The members of the latest supertrio - pianist Yefim Bronfman, violinist Gil Shaham (whom local audiences heard last year in an extraordinary performance of Brahms' Violin Concerto, with the NC Symphony), and cellist Truls Mork - are all world-class soloists who recently joined in this new venture. They played to a well-attended, but not filled, audience on Wednesday evening, October 16, as the 2002 Great Artist Series (which runs, atypically, on a calendar basis) continued at the A.J. Fletcher Opera Theater in Raleigh.
I have now attended many events at what is officially called the "A.J. Fletcher Opera Theater of the BTI Center for the Performing Arts," and in a short time it has become my favorite venue in this area. It has intimate, comfortable seats, and attractive but not disruptive stage lighting, and every seat in the house has the potential to have excellent sound and sight lines - provided performers and management cooperate .
Arriving in the hall I noticed that the whole setup was skewed right of center and - most glaring of all - the cellist's chair was almost completely facing stage right. It is understandable that at orchestral or large chamber music concerts one will not be able to see everything, but with three players this should not happen. I figured he would certainly correct this when the group sat down, but Mork actually positioned himself at an even more extreme angle. This not only presented his back to more than half the audience but also affected the overall balance. Of course performers need to communicate with one another, but this oversight bordered on being rude. When paying $40 to hear and see a performer, one should be able to do just that.
It was under these conditions that I listened to the opening work on the program, the relentlessly popular Piano Trio in B Flat, by Franz Schubert. It was just last month that I reviewed this same work played by the Perlman/Schmidt/Bailey Trio, at Duke. It is important to approach every performance, even those of the most over-performed works, with an open mind and fresh ears. However, the right-leaning stage setup immediately revealed its defects. This cello seemed muted and distant, and I had trouble distinguishing lines that I knew almost by heart. While it might have been simply because he was playing seated (vs. standing), it seemed as if Shaham was lethargic and distant, particularly when compared with his very demonstrative Brahms Concerto performance. Obviously, performers of this caliber can play this music if awakened from deep sleep, but I felt a lack of involvement in this reading. So, at intermission, I was thinking that this was just another group of virtuosos going though the motions.... And then came the Tchaikovsky.
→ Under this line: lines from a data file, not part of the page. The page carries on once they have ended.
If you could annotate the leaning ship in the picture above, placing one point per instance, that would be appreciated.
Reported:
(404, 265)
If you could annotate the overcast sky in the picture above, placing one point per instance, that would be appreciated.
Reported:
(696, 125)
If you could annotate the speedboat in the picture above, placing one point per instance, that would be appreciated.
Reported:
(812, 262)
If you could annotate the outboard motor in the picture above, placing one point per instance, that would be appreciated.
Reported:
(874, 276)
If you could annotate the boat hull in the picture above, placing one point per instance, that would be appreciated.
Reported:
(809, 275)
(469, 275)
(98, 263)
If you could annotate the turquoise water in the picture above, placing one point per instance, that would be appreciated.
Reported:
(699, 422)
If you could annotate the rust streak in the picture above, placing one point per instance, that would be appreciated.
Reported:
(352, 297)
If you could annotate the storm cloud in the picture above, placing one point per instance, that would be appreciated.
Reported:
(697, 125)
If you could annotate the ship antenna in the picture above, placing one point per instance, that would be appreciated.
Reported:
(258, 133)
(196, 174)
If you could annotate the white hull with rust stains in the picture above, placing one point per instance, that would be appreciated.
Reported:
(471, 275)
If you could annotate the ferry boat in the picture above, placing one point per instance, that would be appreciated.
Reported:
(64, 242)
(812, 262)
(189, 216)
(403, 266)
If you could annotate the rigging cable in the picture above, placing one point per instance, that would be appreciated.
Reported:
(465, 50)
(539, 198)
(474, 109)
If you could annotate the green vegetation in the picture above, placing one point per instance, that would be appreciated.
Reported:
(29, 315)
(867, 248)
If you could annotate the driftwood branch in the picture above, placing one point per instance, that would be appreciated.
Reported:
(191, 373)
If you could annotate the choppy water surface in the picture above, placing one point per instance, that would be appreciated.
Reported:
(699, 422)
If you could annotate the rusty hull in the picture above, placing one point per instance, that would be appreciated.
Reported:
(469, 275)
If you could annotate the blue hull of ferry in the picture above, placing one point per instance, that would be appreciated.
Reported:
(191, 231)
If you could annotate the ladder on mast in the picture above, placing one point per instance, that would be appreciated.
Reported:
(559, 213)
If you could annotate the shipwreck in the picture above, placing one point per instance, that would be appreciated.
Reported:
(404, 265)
The Piano Trio in A Minor, Op. 50, Tchaikovsky's sole work in this genre, was written in Rome in 1881-2 during a period of severe personal turmoil in his already unhappy life. It served as an expression of grief and homage to Nikolay Rubinstein, the Russian pianist and composer who had died unexpectedly; Tchaikovsky had been unable to attend his funeral. This is an expansive and large-scale work that clocks in at just under 50 minutes. In both emotional intensity and technical demands, it is worlds away from the trios of, say, Haydn, generally considered the originator of the "modern" piano trio form. It requires tremendous stamina, technique, and interpretive skills and is not very often performed. It is definitely a work that is geared towards professionals; please don't try it at home!
From a different seat (third row, audience left), it was as if a veil had been lifted and a new world opened up. From the opening elegiac theme, played by the piano alone, it was evident that this is a work that these men truly love, and they proceeded to pour their hearts into it. One could see the players' subtle yet clear signals, smiles and facial expressions. The central movement, basically a long set of variations on a theme, is in the tradition of other great romantic works in this style. The beautiful, slow theme, worked through twelve variations and a coda, is brought back in its original form on several occasions. Those who could not remember how it went when this was done were probably asleep. One of the more intriguing variations is a highly spirited and upbeat fugue. One doesn't normally associate Tchaikovsky with great counterpoint and fugal writing, but this variation left everyone gasping. The finale has one of those grand endings where you think the music cannot get any more intense and climactic - but instead of ending, it goes on. As in the Symphony No. 6 ("Pathetique"), Tchaikovsky's rousing, exhilarating "ending" is a false one. He ends this Trio, like the Symphony, in a slow, achingly somber movement, filled with pathos and a recap of the opening theme. It ends as it began, with the solo piano, this time playing a funeral march that tapers off to an almost inaudible whisper. Bronfman and Shaham and Mork gave it a truly transcendent performance. The group then returned for an encore and dazzled everyone with the second movement of Shostakovich's Piano Trio No. 2.